I listen each week to a folk music program, The Midnight Special, on Chicago’s WFMT. The evening’s playlist used to go up on the show’s website the next day. Beginning a few months ago, playlists don’t go up until a week later, for some legal reason having to do with the Digital Millennium Copyright Act. I’m puzzled how merely listing the songs—with links to the musicians’ websites where possible—can raise a copyright issue.
Is it somehow because the show is now available as a podcast?
I think the problem is that they also stream each program on the web in a continuous loop for one week after the broadcast. One of the conditions for a compulsory non-interactive streaming license is that the listener not know in advance what song is going to play next – this is how Pandora, for example, works. The reasoning behind this is that if somebody wants to snag a specific song off the internet, they won’t know when it’s coming up.
Obviously this is not a perfect solution since anybody could just listen for three hours and note which songs were played and then record in the next three hours. But it meets the letter of the law.
They could, of course, get each individual song licensed for streaming rather than relying on the compulsory license, but they apparently don’t want to do this.
Thanks for making me remember Midnight Special! I used to listen to that show in my old town, and then they discontinued it even before I moved away. Loved, loved, loved it!
I see; thanks.
Who knew that Sonny Bono had been so bothered by me having my tape recorder set up next to my transistor radio back in 1970, waiting for the new Creedence Clearwater Revival song to come on?
It’s not really about their being afraid of someone taping a song.

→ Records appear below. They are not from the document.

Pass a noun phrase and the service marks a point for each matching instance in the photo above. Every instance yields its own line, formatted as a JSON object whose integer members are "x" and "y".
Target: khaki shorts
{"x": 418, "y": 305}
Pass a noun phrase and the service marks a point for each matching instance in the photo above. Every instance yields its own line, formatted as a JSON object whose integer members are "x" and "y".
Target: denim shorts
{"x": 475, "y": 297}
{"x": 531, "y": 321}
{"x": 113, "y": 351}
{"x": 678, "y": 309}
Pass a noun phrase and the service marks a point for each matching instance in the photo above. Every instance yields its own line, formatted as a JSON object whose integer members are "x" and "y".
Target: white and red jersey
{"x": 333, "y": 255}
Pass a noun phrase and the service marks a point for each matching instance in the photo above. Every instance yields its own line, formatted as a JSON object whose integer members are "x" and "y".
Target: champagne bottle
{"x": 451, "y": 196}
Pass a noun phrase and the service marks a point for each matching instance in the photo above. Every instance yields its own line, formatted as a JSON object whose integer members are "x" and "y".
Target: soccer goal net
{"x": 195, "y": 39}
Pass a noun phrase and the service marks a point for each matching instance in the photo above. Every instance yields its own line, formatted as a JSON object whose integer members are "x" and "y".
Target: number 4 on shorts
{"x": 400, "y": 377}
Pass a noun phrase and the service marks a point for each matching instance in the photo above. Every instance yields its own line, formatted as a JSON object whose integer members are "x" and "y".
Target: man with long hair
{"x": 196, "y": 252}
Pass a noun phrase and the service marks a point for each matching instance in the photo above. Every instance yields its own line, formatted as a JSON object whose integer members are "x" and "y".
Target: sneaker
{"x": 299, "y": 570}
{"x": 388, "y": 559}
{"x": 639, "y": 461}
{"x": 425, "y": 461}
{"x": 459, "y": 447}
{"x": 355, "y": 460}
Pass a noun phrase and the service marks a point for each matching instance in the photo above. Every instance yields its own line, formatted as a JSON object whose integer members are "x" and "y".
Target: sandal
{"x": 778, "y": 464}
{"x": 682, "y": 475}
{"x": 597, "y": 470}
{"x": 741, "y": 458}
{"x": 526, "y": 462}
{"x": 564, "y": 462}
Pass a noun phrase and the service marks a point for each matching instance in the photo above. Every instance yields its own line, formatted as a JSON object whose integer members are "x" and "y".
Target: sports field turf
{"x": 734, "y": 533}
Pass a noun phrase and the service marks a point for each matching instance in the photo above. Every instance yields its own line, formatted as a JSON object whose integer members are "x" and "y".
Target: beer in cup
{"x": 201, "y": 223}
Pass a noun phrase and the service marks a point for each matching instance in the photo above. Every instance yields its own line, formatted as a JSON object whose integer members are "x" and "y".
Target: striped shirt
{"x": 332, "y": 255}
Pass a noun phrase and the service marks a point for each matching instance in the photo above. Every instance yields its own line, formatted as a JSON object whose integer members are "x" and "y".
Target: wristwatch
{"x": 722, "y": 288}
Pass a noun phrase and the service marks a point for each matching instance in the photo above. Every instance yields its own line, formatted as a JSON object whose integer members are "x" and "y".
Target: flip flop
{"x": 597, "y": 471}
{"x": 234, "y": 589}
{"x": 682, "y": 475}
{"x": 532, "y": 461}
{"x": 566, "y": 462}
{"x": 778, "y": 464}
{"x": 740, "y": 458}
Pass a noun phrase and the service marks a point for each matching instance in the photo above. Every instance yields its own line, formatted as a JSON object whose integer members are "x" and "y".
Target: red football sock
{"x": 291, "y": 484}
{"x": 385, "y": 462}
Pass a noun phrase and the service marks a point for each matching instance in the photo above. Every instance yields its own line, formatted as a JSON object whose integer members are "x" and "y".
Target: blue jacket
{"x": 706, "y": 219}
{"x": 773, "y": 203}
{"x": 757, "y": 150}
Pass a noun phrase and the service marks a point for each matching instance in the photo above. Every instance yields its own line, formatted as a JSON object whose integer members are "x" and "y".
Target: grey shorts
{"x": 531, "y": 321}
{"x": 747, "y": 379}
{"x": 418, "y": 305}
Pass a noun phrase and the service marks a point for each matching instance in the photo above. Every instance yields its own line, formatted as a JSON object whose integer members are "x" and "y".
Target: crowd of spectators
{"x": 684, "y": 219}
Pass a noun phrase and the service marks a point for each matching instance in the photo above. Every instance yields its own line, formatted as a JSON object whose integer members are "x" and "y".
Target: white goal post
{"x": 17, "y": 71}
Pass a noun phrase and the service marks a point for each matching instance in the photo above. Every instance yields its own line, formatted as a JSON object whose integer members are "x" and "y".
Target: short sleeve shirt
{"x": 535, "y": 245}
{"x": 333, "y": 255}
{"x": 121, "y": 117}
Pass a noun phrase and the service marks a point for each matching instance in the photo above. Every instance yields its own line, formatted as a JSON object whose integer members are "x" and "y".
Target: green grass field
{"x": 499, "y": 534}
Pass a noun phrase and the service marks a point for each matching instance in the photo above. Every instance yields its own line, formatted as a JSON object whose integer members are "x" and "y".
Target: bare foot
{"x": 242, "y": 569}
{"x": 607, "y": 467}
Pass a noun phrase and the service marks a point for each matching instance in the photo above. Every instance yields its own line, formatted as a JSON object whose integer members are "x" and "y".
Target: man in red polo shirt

It’s that there are two different licenses—one for Public performance and one for distributing a copy.
To simplify the explanation —
A non-interactive service, which doesn’t allow you to choose exactly what will be played, is treated kind of like a radio station.
An interactive service, which allows you to choose exactly what to play, is treated kind of like a record store.
This stuff has nothing to do with Sonny Bono.